The molecular basis for CD105 up-regulation is not completely defined, but there is increasing experimental evidence that hypoxia can stimulate CD105 mRNA expression in vascular endothelial cells via the HIF-1 complex, which binds a functional consensus HRE in the endoglin promoter [24]. As a key transcript factor under hypoxia, HIF-1alpha had higher expression in non-tumor cirrhotic tissues than in tumor tissues in this study (Figure 3 and 4B–D). The distribution and expression of CD105 in liver with HCC was consistent with those of HIF-1alpha. In a further investigation in 13 cirrhotic liver tissues (CT), the expression pattern of CD105 in CT was similar to that in AT and TF (Figure 1 in Supplementary Data). In this regard, cirrhosis might induce hypoxia condition in liver tissues. The non-tumor tissues themselves have precancerous changes with angiogeneses [34]. During liver cirrhosis, fibrogenesis induces intrahepatic shunts and the barrier between the sinusoids and the hepatocytes [35]. Fibrous pseudo lobes form as discrete hypoxia unit to induce angiogenesis [34]. Furthermore, hepatitis B virus X protein increases the transcriptional activity and protein level of HIF-1alpha, and thereby promote angiogenesis during hepatocarcinogenesis [36]. Therefore cells in cirrhotic liver are under a sustained, mechanically reduced blood flow, which induces angiogenesis in cirrhotic tissues [14].

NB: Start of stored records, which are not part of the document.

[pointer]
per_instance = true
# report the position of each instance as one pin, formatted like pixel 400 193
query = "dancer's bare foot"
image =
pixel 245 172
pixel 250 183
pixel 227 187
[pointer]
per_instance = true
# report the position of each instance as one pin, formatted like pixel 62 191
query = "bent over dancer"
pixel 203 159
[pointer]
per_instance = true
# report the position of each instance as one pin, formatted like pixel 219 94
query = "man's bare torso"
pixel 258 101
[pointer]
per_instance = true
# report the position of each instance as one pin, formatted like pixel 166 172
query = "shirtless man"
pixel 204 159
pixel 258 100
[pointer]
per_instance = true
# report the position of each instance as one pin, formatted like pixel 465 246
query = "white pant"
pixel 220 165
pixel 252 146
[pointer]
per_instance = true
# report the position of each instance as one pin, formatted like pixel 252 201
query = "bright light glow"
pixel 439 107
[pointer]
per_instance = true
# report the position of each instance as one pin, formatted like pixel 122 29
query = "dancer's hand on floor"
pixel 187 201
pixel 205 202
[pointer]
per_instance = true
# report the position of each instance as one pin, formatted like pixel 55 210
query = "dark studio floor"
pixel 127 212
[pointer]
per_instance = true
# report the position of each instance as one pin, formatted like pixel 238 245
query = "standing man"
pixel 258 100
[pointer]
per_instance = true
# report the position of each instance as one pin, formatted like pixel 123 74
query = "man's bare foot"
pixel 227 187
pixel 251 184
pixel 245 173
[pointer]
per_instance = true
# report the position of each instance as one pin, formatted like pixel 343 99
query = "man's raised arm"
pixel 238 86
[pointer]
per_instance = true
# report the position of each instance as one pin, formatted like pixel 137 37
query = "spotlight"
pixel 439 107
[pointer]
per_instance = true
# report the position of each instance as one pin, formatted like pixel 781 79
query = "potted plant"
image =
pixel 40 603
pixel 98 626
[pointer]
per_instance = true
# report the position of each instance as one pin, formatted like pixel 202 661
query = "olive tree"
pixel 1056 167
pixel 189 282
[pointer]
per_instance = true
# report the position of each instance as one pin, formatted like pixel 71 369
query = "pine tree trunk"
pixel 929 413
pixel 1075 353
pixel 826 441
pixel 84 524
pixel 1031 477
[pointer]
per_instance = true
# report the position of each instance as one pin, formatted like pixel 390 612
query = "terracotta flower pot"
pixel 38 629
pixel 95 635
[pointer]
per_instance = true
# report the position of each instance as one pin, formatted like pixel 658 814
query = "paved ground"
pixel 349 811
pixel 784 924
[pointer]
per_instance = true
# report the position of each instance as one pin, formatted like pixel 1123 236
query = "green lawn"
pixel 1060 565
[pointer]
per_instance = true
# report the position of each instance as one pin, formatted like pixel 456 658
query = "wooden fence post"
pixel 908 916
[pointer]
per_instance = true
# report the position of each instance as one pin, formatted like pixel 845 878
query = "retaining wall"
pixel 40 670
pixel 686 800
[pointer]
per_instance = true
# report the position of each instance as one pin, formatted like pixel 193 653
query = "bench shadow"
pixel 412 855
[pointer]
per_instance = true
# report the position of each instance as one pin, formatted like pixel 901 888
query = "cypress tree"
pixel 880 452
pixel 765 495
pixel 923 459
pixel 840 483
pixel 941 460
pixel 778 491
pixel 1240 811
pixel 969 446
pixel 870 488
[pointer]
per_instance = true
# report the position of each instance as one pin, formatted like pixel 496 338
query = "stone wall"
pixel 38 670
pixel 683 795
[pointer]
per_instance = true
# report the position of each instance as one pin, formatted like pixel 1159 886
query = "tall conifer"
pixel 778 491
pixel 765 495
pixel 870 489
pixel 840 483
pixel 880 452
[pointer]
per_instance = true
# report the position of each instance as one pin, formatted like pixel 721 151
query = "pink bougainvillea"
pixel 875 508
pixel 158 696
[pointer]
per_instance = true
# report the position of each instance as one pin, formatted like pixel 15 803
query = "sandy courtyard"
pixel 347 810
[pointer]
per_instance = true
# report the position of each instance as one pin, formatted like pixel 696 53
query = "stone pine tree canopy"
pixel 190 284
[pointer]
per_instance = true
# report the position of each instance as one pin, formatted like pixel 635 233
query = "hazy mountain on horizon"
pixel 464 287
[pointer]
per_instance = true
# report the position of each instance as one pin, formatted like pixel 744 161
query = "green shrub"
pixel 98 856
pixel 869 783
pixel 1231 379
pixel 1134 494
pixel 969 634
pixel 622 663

It has been documented that CD105 correlates with VEGF165 in some tumors, such as non-small cell lung cancer [5], HCC [25], and breast cancer [26]. In this study, we found that intrahepatic CD105 correlated with VEGF165 in both tumor tissues and non-tumor tissues (Figure 6). The fact that decreased oxygen pressure is a strong stimulus for VEGF transcription and protein synthesis may explain the up-regulation of the VEGF in the cirrhotic liver [37, 38]. Moreover, VEGF expression is also modulated by cytokines released from the infiltrating inflammatory cells in surrounding cirrhotic liver tissues [39]. Therefore it is widely accepted that pro-angiogenic factors, such as VEGF165 [14, 18, 39] and HGF [40], have higher expression in the surrounding tissues than in tumor tissues. We further evaluated the distribution and expression of CD105 in 13 cirrhotic liver tissues (CT). The expression pattern of CD105 in CT was similar to that in TF and AT from HCC (Figure 1 in Supplementary Data). Taken together, cirrhosis might induce hypoxia and the expression of some pro-angiogenic factors in cirrhotic tissues, and modulate the expression of CD105 in turn. Of note, MVD in AT is higher than that in any of HC, CT, TF, and TT. Therefore, the CD105 over-expression in the tumor free tissue may be a reflection of both cirrhosis and a "field effect" relevant to the tumor. It is worthy investigating the relevant mechanism further.
Figure 6

Relative level of VEGF in normal, non-tumor (TF and AT), and tumor tissues and the correlation of VEGF and CD105. A, Relative level of VEGF in HC (n = 8), TF, AT, and TT (n = 36, * p < 0.05 versus HC; # p < 0.05 versus TT). Columns, mean; bars, SD. B, Correlation between VEGF and CD105 mRNA in TF, AT, and TT (n = 36).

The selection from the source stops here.